Question

One of the greatest physics experiments in history measured the charge-to-mass ratio of an electron, \(q / m\). If a uniform potential difference is created between two plates, atomized particles-each with an integral amount of charge- can be suspended in space. The assumption is that the particles of unknown mass, \(M\), contain a net number, \(n\), of electrons of mass \(m\) and charge \(q\). For a plate separation of \(d\), what is the potential difference necessary to suspend a particle of mass \(M\) containing \(n\) net electrons? What is the acceleration of the particle if the voltage is cut in half? What is the acceleration of the particle if the voltage is doubled?

Short answer

#Answer# When the voltage is cut in half: \(a_1 = \frac{\frac{1}{2}nq\frac{V}{d}}{M}\) When the voltage is doubled: \(a_2 = \frac{2nq\frac{V}{d}}{M}\)

Step-by-step solution

Analyze the forces acting on the particle

The particle of mass \(M\) containing \(n\) net electrons is suspended between two plates with a uniform potential difference. The force of gravity (weight \(W\)) acts downward on the particle, and the electric force \(F_e\) acts upward on the particle. When the particle is suspended, these forces are balanced.

Set up an equation that relates the electric force and gravity force

The electric force is calculated by \(F_e = nqE\), where \(E\) is the electric field between the plates. We know that \(E = \frac{V}{d}\), where \(V\) is the potential difference and \(d\) is the distance between the plates. Thus, we can write the electric force as \(F_e = nq\frac{V}{d}\). The weight of the particle is \(W = Mg\), where \(g\) is the acceleration due to gravity. Now we set the forces equal to find the necessary potential difference: \(Mg = nq\frac{V}{d}\).

Solve for the potential difference

To solve for the potential difference \(V\), we can rearrange the equation: \(V = \frac{Mgd}{nq}\).

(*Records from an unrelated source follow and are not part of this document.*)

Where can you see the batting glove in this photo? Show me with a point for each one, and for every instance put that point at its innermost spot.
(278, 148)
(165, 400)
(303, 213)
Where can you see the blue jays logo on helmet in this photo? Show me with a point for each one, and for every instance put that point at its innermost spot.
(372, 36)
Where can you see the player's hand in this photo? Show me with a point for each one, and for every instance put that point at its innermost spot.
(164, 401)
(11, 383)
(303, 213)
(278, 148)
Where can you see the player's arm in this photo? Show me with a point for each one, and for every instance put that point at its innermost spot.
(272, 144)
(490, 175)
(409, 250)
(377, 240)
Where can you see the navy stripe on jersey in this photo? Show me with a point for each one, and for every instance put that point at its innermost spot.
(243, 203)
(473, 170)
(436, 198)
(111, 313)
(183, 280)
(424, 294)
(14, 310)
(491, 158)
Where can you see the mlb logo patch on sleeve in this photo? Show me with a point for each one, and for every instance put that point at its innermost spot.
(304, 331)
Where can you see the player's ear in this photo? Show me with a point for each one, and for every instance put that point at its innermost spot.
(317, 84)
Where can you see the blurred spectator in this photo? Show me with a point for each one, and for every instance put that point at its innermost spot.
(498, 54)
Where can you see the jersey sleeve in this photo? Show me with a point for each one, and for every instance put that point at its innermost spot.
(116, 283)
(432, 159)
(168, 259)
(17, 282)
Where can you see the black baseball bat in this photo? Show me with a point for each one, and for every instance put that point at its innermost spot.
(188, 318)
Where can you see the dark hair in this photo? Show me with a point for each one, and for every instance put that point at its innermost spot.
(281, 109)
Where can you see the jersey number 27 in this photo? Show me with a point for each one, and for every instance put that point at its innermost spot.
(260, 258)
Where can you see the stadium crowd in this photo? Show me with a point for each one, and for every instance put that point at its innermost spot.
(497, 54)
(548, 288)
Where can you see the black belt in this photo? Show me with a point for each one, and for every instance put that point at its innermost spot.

Calculate the acceleration of the particle for different potential differences

First, let's find the initial electric force \(F_e\) when the potential difference is \(V\): \(F_e = nq\frac{V}{d}\). Now, the acceleration of the particle \(a\) can be calculated using Newton's second law: \(F_e = M a\). When the voltage is cut in half, the electric force is also cut in half. Thus, we can write the equation for the acceleration when the voltage is halved as: \(F_e' = \frac{1}{2}F_e = M a_1\) \(a_1 = \frac{F_e'}{M} = \frac{\frac{1}{2}F_e}{M} = \frac{\frac{1}{2}nq\frac{V}{d}}{M}\). When the voltage is doubled, the electric force is also doubled. Thus, we can write the equation for the acceleration when the voltage is doubled as: \(F_e'' = 2F_e = M a_2\) \(a_2 = \frac{F_e''}{M} = \frac{2F_e}{M} = \frac{2nq\frac{V}{d}}{M}\). These equations give the accelerations for the particle when the voltage is halved and doubled.